The idea that the cost of generating and maintaing a blacklist can be capped at €90,000 per annum seems optimistic beyond belief. Is this supposed to include, for example, costs of compensating businesses who have been wrongfully blocked? The legal costs associated with appeals against wrongful blocks? The staff needed to look at alleged illegal content and decide whether it is in fact illegal? The effort required to keep the block list under review? By way of contrast, the overall budget for the IWF in 2006/2007 (PDF, p.15) was STG£876,087. Although not all that amount would be directed to generating and maintaining a blacklist, the figure nevertheless suggests that the Commission costs have little contact with reality.

[Edited to add: I've uploaded to SSRN a paper by Colin Scott and myself on internet filtering more generally.]


  1. TJ,

    Thanks for this post.

    IWF have been pushing their Cleanfeed solution now for years. It is limited, you have identified the other solutions available.
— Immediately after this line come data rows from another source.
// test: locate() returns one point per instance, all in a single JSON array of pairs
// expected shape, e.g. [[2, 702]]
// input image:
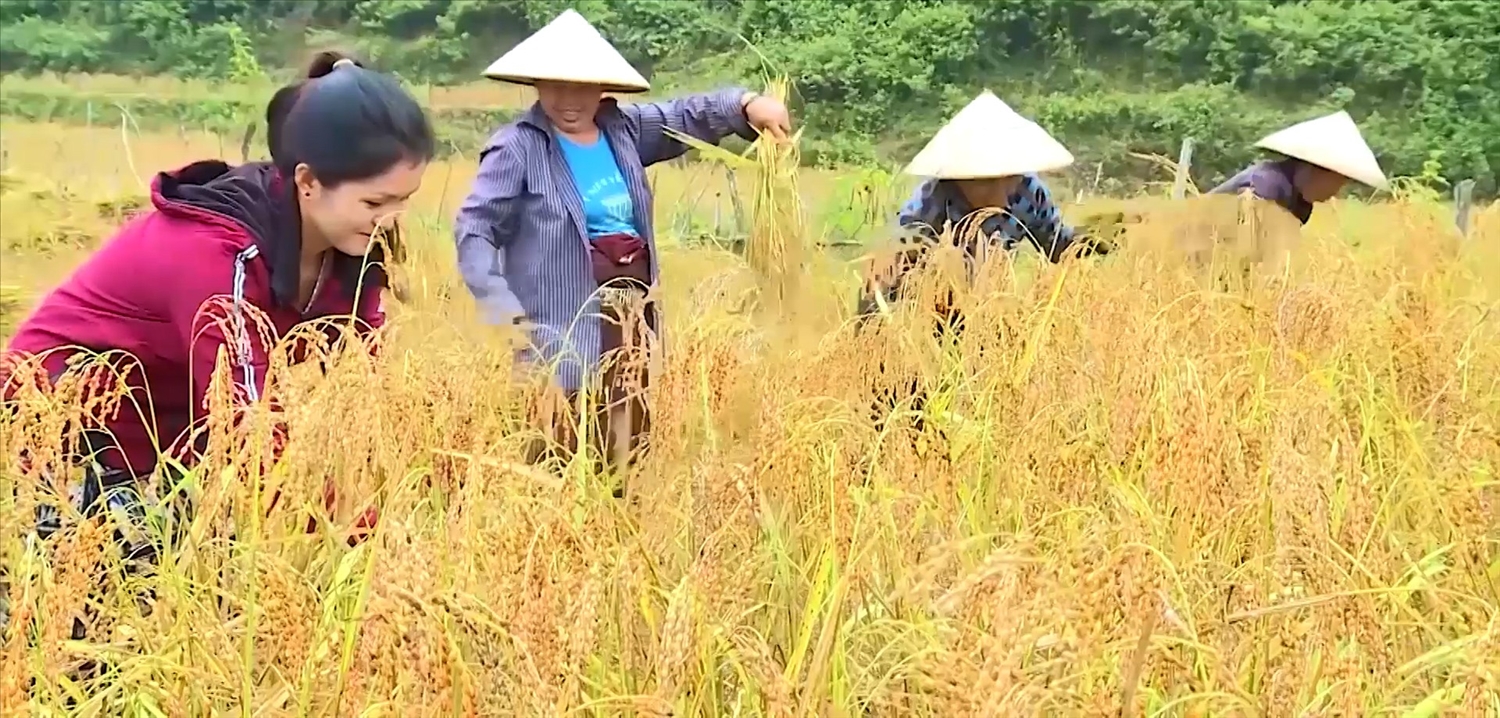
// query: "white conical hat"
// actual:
[[567, 50], [1332, 143], [987, 138]]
Similar to the content debate on copyright and downloading no one solution can be enforced on a given operators network, particularly if the network is global or transnational.

    While of course some of the more horrible crimes are perpetrated to feed sick individuals who generate this content and it cannot be condoned, they should be prosecuted and with resulting tolls that suit the crimes. However, some logic in approaches to co, self-regulation or legislative processes needs to be undertaken.

    As I see it this is IWF seeking glory and the sale of one solution which does not and will not fit all.

    Showboating should not be allowed where such a serious issues subsists.

    Square peg, round hole and all that.

    Opens the whole question of legal and legislative supervision etc. Once the law becomes formal or not as the case maybe.

  2. PS: Holding such a black list (as mentioned above) in Ireland is a crime in itself under the 1989 CP Act, I think there is also a reverse onus clause under Section 5.

    In a letter I've seen to the Irish AG the reply stated that it would be a good Defence to have such a list for valid purposes, but as we've seen of late, such lists have become feed for nefarious posters in certain countries e.g., Denmark and Australia.

  3. I find this especially worrying in light of the recent fiasco with the Australian governments attempt at censoring internet content. Clearly thatw as done less for the "greater good" and more with a political agenda. Combien this with the way that the Wikileaks website was nearly shut down as well as the raids on houses owned by the people connected to wikileaks and a very ugly picture starts to emerge.
    Government censorship is never good as the "to be censored" content will always find a different medium for dissemination. Lack of detail would also leave these type of control mechanisms open to arbitrary misuse.